All computation is delegated to the lcsc-r-dataflow:latest Docker image, which packages the data_flow R pipeline. Airflow acts purely as a scheduler and dependency manager.
| DAG | Schedule | Purpose |
|---|---|---|
tr_full_dag |
15:00 UTC daily | Production real-time run: QC + data_flow for all 7 variables |
data_flow |
manual | Interactive run of the full pipeline for one variable |
data_flow_all |
manual | Triggers data_flow for all variables in parallel |
quality_control |
manual | Run quality control for one variable group |
AutomationGeoGrid/
├── compose/
│ ├── docker-compose.yaml # Airflow stack (CeleryExecutor, Redis, PostgreSQL, nginx)

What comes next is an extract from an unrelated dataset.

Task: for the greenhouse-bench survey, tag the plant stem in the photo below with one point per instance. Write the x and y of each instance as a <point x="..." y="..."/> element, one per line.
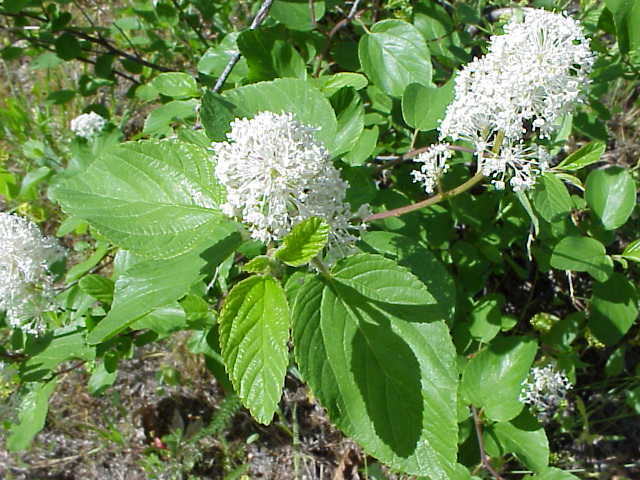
<point x="483" y="455"/>
<point x="396" y="212"/>
<point x="257" y="20"/>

│ ├── airflow.sh # Airflow CLI wrapper
│ ├── default.conf # nginx config
│ └── landpage/ # Static web portal
├── dags/
│ ├── DailyDag.py # tr_full_dag — scheduled production run
│ ├── DataFlow.py # data_flow — interactive pipeline
│ ├── DataFlowAll.py # data_flow_all — parallel trigger
│ ├── QualityControl.py # quality_control — interactive QC
│ ├── lcsc_common/ # Shared helpers (df_helper, qc_helper, yaml)
│ └── docker_operator.env # Extra env vars passed to DockerOperator containers
├── data-skel/
│ ├── geogrid/ # Directory scaffold for /media/data/geogrid/
│ └── qualitycontrol/ # Directory scaffold for /media/data/qualitycontrol/
└── scripts/
├── create_env.sh # Generate .env file
├── create_dirs.sh # Create required data directories
├── af_compose.sh # docker compose wrapper
├── af_add_cred.sh # Register Airflow connections (email, git)

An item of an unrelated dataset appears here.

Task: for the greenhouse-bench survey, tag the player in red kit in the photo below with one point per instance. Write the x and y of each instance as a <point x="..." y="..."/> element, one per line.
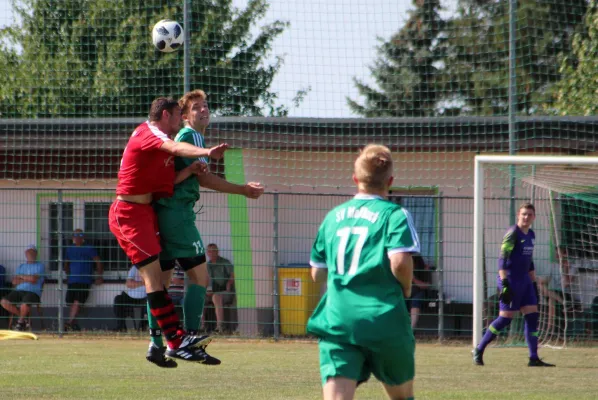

├── af_add_bbdd_con.sh # Register BBDD connection
├── af_add_s3_con.sh # Register S3 connection
└── af_add_user.sh # Create Airflow UI user
- Docker and Docker Compose
- Data directories at
/media/data/(or override viaMEDIA_FILESin.env) lcsc-r-dataflow:latestDocker image- Airflow connections:
bbdd-aemet,s3-aemet,email_cfg,git_auth
sh scripts/create_env.sh
# Edit compose/.env to set AIRFLOW_UID, MEDIA_FILES, REPO_FILES, etc.
sh scripts/create_dirs.sh
sh scripts/af_compose.sh up -d
# Wait until healthy (http://localhost:8080)
sh scripts/af_add_cred.sh email email_cfg smtpin.csic.es lcsc@csic.es <password>
sh scripts/af_add_cred.sh generic git_auth github.com <user> <token>
sh scripts/af_add_user.sh aemet <password> aemet@aemet.es Aemet User Viewer
sh scripts/af_add_bbdd_con.sh bbdd-aemet <host> 5432 <user> postgres <password>
sh scripts/af_add_s3_con.sh s3-aemet <host> 9000 <bucket> <access_key> <secret>AEMET station data
│
quality_control ──── /media/data/qualitycontrol/
│
data_flow ──── /media/data/geogrid/
(pp → gf → hg → gr)
│
copy to indices ──── /media/data/indices/data_raw/
+ status.yaml
See docs/full_documentation.md for complete DAG descriptions, task-level flow diagrams, environment variable reference, and shared filesystem layout.